KPÖ steht für Kommunistische Partei Österreichs. Sie wurde 1918 gegründet, die Parteifarbe ist Rot. Im politischen Spektrum ist die Partei links außen angesiedelt, da sie nach dem Vorbild des Kommunismus eine „klassenlosen Gesellschaft“ anstrebt. Eines der Hauptthemen ist leistbares Wohnen. Die KPÖ wird von Historikern immer wieder kritisiert, weil sie die dunkle Vergangenheit der kommunistischen Regime in Osteuropa mit Millionen Toten nicht aufgearbeitet habe. Bei der Wien-Wahl tritt die KPÖ gemeinsam mit der Partei LINKS an, Spitzenkandidatin ist Barbara Urbanic.

Die Partei LINKS ist eine Wiener Kleinpartei, die im Jänner 2020 gegründet wurde. Bei der Wien-Wahl 2020 erreichte LINKS insgesamt 23 Mandate in 15 Wiener Bezirksvertretungen. Parteifarbe ist Violett. LINKS verfolgt eine dezidiert linke Politik, die Partei versteht sich als antikapitalistische, antirassistische, queerfeministische und solidarische politische Kraft. In Wien tritt LINKS gemeinsam mit der KPÖ an, Spitzenkandidatin ist Barbara Urbanic.

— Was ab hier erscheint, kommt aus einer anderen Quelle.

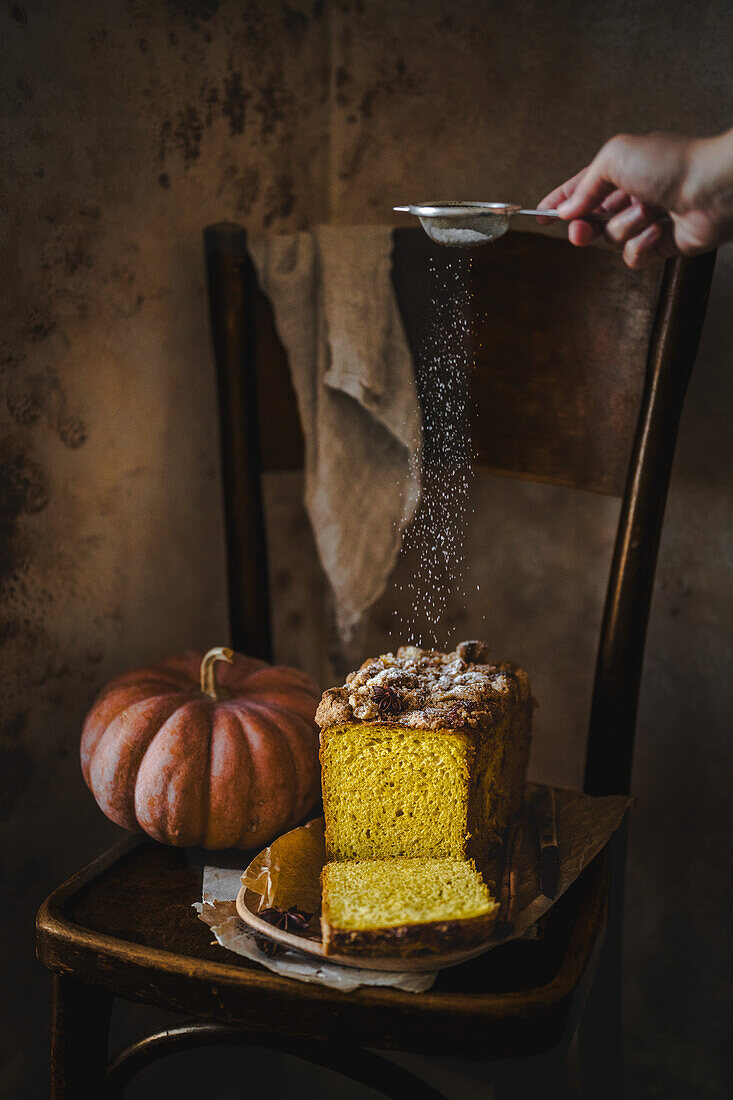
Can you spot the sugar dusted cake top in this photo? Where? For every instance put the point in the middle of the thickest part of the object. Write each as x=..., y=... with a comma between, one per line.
x=426, y=689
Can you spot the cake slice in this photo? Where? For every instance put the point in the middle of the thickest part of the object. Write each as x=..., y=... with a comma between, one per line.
x=407, y=906
x=424, y=754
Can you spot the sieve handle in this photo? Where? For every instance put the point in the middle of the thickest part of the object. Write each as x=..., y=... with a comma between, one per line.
x=594, y=219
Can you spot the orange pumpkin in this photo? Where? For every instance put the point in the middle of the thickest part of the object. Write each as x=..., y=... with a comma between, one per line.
x=194, y=761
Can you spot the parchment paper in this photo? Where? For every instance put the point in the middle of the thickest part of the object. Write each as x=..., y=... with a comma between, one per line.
x=287, y=873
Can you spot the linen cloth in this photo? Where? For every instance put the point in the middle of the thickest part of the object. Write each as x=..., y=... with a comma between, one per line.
x=352, y=372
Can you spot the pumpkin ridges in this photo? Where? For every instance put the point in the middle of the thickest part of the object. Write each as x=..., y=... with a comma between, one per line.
x=203, y=777
x=107, y=710
x=273, y=777
x=230, y=789
x=174, y=787
x=302, y=741
x=115, y=759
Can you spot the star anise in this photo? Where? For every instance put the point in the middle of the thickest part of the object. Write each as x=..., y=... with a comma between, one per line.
x=288, y=920
x=389, y=702
x=455, y=719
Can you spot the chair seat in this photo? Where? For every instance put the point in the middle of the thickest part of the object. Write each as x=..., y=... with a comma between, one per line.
x=126, y=923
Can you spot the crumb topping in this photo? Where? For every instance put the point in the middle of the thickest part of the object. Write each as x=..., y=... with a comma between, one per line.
x=426, y=689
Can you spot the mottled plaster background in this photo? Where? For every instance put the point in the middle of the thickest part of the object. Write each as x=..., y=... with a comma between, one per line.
x=130, y=125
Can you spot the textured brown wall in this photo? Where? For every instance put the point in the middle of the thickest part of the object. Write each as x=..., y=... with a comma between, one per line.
x=132, y=124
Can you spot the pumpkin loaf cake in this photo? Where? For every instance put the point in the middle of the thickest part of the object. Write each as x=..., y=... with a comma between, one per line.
x=424, y=754
x=412, y=905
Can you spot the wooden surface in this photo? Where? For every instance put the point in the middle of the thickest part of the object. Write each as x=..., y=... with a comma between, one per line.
x=126, y=924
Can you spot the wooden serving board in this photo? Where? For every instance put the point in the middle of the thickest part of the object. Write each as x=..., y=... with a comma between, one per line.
x=309, y=943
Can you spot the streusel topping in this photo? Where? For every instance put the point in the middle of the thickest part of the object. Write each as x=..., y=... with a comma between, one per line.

Das Team HC Strache – Allianz für Österreich ist eine rechtspopulistische Kleinstpartei, benannt nach Heinz-Christian Strache. Strache war langjähriger Chef der FPÖ, ehe er 2019 als Vizekanzler wegen des sogenannten Ibiza-Videos zurücktreten musste. Im selben Jahr wurde er von der FPÖ ausgeschlossen, trat im Jahr darauf aber bei der Wiener Gemeinderatswahl mit dem Team HC an. Dort scheiterte Strache zwar am Einzug ins Rathaus, schaffte es aber mit insgesamt 17 Mandataren in verschiedene Bezirksvertretungen. Die Parteifarben sind Blau und Rot.